劉金丹拐過一處穀口便失去了黑袍少年行蹤,皺著眉頭環目四顧。
忽然一顆石頭飛射過來,被暴怒的少年擊碎,惡狠狠盯著那處地方。
“狗日的陰世,滾出來!”
劉金丹暴亂出手,將那裏刮地三尺都不見黑袍少年身形,不得不開口罵道。
少年聲音忽左忽右,都是在說些回敬對方祖宗的話,罵的狠了就連賠上自家祖先尤不自知。
寬不過三十丈的山穀被兩個家夥鬧得雞飛狗跳,往往是陰世罵一句,劉金丹手裏就會飛出一件法寶,都不帶重樣的。
打著打著,劉金丹心中怒意消退了許多,出手依舊狠辣,隻是嘴上語氣變了許多。
“姓陰的,是不是沒見過這麼多的法寶?”
“傻眼了吧,窮小子。”
於是這場因為一顆水運石頭引起的爭端,突然變成了多寶宗少年展示身家的舞台。
陰世以秘法躲在暗處,笑而不語,盡數接下劉金丹的垃圾話,隨後笑吟吟拘禁下一件法寶。
不過須臾,就有七八件法寶落袋,想這等坐著撿錢的事情,他陰世還從未遇過。
挨幾句罵算什麼?就是那隨時有可能破鏡入元嬰的陰山老人在此,這絕對會笑眯眯的,沒辦法,窮怕了。

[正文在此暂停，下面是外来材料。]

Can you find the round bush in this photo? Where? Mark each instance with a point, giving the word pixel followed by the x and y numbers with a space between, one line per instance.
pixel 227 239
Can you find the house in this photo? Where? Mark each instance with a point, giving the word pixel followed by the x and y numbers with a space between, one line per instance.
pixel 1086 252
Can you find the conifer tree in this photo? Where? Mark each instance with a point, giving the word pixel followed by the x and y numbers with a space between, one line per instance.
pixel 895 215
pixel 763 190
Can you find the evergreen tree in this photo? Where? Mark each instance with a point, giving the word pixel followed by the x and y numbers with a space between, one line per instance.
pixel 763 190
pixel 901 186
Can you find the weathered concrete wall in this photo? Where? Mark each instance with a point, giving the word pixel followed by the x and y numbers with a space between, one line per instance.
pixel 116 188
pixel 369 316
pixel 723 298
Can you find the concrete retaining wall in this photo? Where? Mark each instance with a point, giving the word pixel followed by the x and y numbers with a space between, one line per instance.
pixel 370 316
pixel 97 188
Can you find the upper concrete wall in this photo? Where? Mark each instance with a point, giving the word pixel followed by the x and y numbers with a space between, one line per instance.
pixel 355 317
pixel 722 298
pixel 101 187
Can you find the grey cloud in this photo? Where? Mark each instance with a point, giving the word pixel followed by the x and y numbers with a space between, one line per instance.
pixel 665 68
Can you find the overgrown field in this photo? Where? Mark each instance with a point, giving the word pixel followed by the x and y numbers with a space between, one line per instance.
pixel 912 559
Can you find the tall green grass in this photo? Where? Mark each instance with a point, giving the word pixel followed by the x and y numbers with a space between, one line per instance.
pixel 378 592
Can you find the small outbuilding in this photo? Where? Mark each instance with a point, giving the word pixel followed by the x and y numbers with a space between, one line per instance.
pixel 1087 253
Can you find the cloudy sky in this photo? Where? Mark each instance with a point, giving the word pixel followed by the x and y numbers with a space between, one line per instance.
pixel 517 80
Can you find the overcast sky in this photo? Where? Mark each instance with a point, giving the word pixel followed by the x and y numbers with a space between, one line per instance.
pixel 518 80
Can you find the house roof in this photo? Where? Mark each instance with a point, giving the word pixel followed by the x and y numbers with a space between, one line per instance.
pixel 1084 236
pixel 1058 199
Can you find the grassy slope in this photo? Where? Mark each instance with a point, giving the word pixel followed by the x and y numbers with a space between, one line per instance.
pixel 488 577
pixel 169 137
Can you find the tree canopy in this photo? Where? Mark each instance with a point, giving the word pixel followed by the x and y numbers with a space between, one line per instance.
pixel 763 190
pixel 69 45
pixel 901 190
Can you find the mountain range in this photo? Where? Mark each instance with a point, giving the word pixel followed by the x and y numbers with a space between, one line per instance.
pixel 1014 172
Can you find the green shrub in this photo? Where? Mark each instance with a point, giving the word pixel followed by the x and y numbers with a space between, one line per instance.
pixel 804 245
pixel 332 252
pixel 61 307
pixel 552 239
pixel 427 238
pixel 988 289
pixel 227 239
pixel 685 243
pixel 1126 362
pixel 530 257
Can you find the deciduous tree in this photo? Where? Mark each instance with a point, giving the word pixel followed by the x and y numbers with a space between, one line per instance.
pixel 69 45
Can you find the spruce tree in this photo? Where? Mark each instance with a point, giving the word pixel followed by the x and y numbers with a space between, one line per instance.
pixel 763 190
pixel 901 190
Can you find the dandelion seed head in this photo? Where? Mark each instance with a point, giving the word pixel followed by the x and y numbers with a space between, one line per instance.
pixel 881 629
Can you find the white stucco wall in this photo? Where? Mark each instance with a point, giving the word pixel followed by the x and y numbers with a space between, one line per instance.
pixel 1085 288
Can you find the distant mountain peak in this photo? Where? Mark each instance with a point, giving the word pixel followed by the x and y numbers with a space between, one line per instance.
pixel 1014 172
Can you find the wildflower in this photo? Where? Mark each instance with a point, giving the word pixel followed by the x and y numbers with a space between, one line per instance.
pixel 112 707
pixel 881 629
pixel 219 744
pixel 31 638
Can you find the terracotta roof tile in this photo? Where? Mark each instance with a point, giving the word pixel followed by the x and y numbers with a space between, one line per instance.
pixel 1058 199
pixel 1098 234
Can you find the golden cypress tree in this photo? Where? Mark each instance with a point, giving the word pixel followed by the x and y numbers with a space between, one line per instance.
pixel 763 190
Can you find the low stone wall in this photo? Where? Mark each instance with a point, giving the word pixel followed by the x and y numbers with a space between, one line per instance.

邪道修士,尤其是骷髏墓這一支的,所能夠用到的修行物品極少,大多是些稀奇古怪從來不被所謂正派看在眼裏的物什。
可偏偏是這樣,所有的售賣修行資源的店鋪商家,對這些物品把控極為嚴格,甚至有間商行高層曾明言,不允許任何人私自售賣,這是有間商行極少數的幾次光明正大插手修行界事務。
所以少年陰世不僅不會阻止,更有推波助瀾的嫌疑,每次劉金丹說得累了或是手上動作慢了,山穀中就會響起極為難聽的汙言穢語,怎麼難聽怎麼來。
久而久之,劉金丹察覺到不對勁,因為拋出去再收回來的法寶數目少了,雖然不多,但實實在在的在減少。
“姓陰的,你小子陰我?”劉金丹暴怒,手裏出現一柄不該出現在此境修士,甚至連金丹真人都未必能有的狹長小劍,殺氣騰騰,劍意凜然。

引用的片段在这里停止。